When first described in 1982, Osmólska tentatively placed Hulsanpes within the Dromaeosauridae. Several features of the specimen were, according to Osmólska, too "primitive" for it to be a genuine bird taxon such as the lack of fusion of the metatarsals except in the lower region but this might partly be due to the young age of the individual specimen. Although its juvenile nature is reminiscent of a miniature individual of Velociraptor, and though these traits are plesiomorphic, it might still belong to another, non-avian, maniraptoran lineage besides Dromaeosauridae. A 2004 phylogeny of Dromaeosauridae recovered Hulsanpes as a dromaeosaurid (due to a coding error for Sinovenator), but Agnolin and Novas in 2013 assigned it to Averaptora incertae sedis based on the fact that the extremely gracile metatarsals are similar to Avialae and metatarsal III interpreted to be pinched at the upper region. This latter statement has been proven to be incorrect though.

After several inconsistencies surrounding the placement of the genus, in 2017 during the description of Halszkaraptor a new clade, the Halszkaraptorinae, was coined by Cau and colleagues, containing the new genus Halszkaraptor and its close relatives which were identified as being the long enigmatic Hulsanpes and Mahakala. The analysis showed that the Halszkaraptorinae was the most primitive known dromaeosaurid group, slightly related to unenlagiines. Hulsanpes occupied a derived position within the Halszkaraptorinae as the sister species of Mahakala. The cladogram below is based on the results obtained in the phylogenetic analysis performed during the description using updated data from the Theropod Working Group:

==Paleobiology==
Hulsanpes has been re-classified as a halszkaraptorine taxon, updating various aspects about the life-style of these animals. Hulsanpes had a similar life-style to those of the modern-day sawbills or waterfowls, spending most of their time in aquatic environments (such as rivers) using fore and hindlimb-assisted swimming. But like all dinosaurs, they come up onto land to reproduce and laid eggs in terrestrial nests.

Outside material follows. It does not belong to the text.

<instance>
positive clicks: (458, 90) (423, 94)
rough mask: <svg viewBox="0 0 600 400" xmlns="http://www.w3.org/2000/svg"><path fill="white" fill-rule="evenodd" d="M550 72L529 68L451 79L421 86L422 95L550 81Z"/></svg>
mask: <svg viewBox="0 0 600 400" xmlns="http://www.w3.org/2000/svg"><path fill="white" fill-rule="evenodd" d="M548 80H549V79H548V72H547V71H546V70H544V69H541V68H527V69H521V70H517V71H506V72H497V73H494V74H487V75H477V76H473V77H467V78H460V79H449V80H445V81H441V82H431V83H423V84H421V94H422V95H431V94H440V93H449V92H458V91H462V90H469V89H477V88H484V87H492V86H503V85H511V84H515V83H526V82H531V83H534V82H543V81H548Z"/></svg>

However, it appears to be that Hulsanpes may have been more terrestrial based on the holotype metatarsus, which features adaptations for a more subcursorial life-style, supporting the diversification within this subfamily.

==Paleoecology==
The holotype specimen was recovered from the Barun Goyot Formation at the type location of the formation, the Khulsan locality. This formation is interpreted to date back to the Middle-Late Campanian stage of the Late Cretaceous period, about 72 million to 75 million years ago. Most of the environments present consisted of large rivers with other water bodies, and prominent dune-like terrains. Here, Hulsanpes shared their habitat with diverse dinosaurs such as Bagaceratops, Gobipteryx, Parvicursor, Saichania, Tarchia and Tylocephale. The locomotory specializations of Hulsanpes may suggest a reduced source competition with other species in the formation.